The only thing I can do anymore is damage. I have not made anyone happy in the past several months; I just disappoint them. I don’t want bullshit that I’m not seeing things right; I know what I see and hear. I may be a useless fuck but I still have my senses intact.
I’ve done pretty poorly these past few days and will probably continue to do the same for the next few days. I don’t know what I’m supposed to say anymore because I am too lazy to fix myself so that I stop disappointing people this way. I know no one will miss me but my mother, and even she only will because she is biologically programmed to. God only knows she would not put up with the complete and utter shitpile that is my existence if she didn’t have to. I’m really fucking sorry for it too but clearly I’m nowhere near sorry enough, or I’d fix myself.
I told myself I’d keep going through until this fall at the soonest but maybe I should just quit now.
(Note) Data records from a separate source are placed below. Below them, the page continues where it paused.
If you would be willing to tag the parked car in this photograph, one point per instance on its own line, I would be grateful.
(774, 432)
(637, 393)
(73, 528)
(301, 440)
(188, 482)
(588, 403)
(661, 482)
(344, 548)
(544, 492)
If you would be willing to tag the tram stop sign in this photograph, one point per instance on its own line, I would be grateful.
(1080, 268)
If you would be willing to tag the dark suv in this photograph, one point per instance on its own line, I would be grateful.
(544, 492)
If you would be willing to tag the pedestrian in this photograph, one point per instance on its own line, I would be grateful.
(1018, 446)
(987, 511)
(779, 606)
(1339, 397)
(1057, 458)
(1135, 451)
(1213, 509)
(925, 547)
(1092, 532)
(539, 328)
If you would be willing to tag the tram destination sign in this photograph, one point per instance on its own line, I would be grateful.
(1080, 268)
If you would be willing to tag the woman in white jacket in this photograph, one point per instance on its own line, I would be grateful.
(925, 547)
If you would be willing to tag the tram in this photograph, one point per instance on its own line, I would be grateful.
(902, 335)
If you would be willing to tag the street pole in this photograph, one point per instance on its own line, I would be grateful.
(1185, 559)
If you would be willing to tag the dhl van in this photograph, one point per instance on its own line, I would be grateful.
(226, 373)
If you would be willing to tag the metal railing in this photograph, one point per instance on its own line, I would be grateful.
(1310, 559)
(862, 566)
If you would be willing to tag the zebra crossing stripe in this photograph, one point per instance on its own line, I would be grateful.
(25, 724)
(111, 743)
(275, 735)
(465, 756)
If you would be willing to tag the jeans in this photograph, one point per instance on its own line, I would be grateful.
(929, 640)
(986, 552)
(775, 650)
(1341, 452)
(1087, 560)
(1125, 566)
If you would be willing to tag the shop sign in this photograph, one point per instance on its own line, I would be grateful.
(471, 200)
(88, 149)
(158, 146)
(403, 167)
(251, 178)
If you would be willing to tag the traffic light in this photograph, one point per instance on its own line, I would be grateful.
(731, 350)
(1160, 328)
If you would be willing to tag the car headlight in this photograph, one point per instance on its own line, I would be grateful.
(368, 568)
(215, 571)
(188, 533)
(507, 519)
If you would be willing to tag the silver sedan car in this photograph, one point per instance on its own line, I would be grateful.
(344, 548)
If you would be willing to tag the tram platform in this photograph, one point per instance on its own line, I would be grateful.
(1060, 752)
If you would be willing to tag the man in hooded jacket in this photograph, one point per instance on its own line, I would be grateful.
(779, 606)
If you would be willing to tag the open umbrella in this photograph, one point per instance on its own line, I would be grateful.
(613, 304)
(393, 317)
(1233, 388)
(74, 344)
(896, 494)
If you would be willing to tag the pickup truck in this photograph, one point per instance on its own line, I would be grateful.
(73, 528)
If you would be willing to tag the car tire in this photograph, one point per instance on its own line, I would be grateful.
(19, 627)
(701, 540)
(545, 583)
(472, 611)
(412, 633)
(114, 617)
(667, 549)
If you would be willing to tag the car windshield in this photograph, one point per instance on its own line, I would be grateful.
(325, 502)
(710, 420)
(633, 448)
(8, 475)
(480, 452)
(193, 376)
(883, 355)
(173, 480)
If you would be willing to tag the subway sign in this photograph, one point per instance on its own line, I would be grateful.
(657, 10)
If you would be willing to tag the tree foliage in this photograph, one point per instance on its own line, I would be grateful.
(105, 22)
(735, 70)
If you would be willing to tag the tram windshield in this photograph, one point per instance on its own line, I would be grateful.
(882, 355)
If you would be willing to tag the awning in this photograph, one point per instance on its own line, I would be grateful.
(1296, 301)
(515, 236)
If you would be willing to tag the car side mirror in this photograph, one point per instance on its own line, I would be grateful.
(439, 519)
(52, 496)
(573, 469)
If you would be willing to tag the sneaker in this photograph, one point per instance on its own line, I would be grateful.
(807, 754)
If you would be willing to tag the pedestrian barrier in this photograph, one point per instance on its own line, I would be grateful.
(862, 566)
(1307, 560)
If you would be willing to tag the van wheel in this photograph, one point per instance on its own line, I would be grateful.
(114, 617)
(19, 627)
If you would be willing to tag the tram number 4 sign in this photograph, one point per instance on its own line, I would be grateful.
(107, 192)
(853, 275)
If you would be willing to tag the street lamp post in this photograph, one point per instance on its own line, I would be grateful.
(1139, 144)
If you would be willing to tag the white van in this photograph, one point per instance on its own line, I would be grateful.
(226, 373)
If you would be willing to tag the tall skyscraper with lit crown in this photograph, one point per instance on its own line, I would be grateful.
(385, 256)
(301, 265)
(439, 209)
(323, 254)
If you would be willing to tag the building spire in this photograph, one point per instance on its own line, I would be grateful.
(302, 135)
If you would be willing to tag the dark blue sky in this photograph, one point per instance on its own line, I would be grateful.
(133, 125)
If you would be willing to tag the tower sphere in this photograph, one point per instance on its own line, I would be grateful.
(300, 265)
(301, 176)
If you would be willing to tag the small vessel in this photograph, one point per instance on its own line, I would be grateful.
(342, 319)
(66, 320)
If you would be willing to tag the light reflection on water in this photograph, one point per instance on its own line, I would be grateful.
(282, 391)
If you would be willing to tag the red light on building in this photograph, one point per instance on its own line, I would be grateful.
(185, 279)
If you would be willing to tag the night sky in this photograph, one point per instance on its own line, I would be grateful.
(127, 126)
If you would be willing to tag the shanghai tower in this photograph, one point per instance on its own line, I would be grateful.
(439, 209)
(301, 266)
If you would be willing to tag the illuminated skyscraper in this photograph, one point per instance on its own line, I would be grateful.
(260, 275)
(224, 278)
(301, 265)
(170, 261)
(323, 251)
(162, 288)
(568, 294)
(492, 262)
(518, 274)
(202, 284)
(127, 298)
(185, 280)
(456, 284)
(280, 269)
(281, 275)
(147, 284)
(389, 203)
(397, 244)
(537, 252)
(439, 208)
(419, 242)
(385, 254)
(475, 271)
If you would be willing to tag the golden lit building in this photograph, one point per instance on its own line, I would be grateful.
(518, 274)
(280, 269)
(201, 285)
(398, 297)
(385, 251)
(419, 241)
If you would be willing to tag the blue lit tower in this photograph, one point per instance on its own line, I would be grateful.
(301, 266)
At this point I wonder if I should even live for the off chance that I get better, because even if I do and live out the rest of my days a worthwhile person, will it make up for this? Can anything but death ever atone for the way I am now?
(also, please no one feel obligated to comment unless you for some reason have a burning desire to. I’ve been reading posts on here fairly often but haven’t been commenting, so I’m sorry and for sure no one else owes me anything.)
1 comment
I’m not going to be the one to tell you that you need to keep going or to keep trudging along but I guarantee you that whatever you’ve done is forgivable. I’ve been working on staying alive and trying to keep positive. Life gets shitty and people are worse but whatever you need to do, whatever you can find to keep you here you need to hold on to. Weigh the benefits of being dead, there’s really only one, and weigh the benefits of being alive. If the only thing is keeping your mom from being sad then that’s still greater than being dead. Ask for forgiveness from whoever you wronged and you may find they’ll get over it.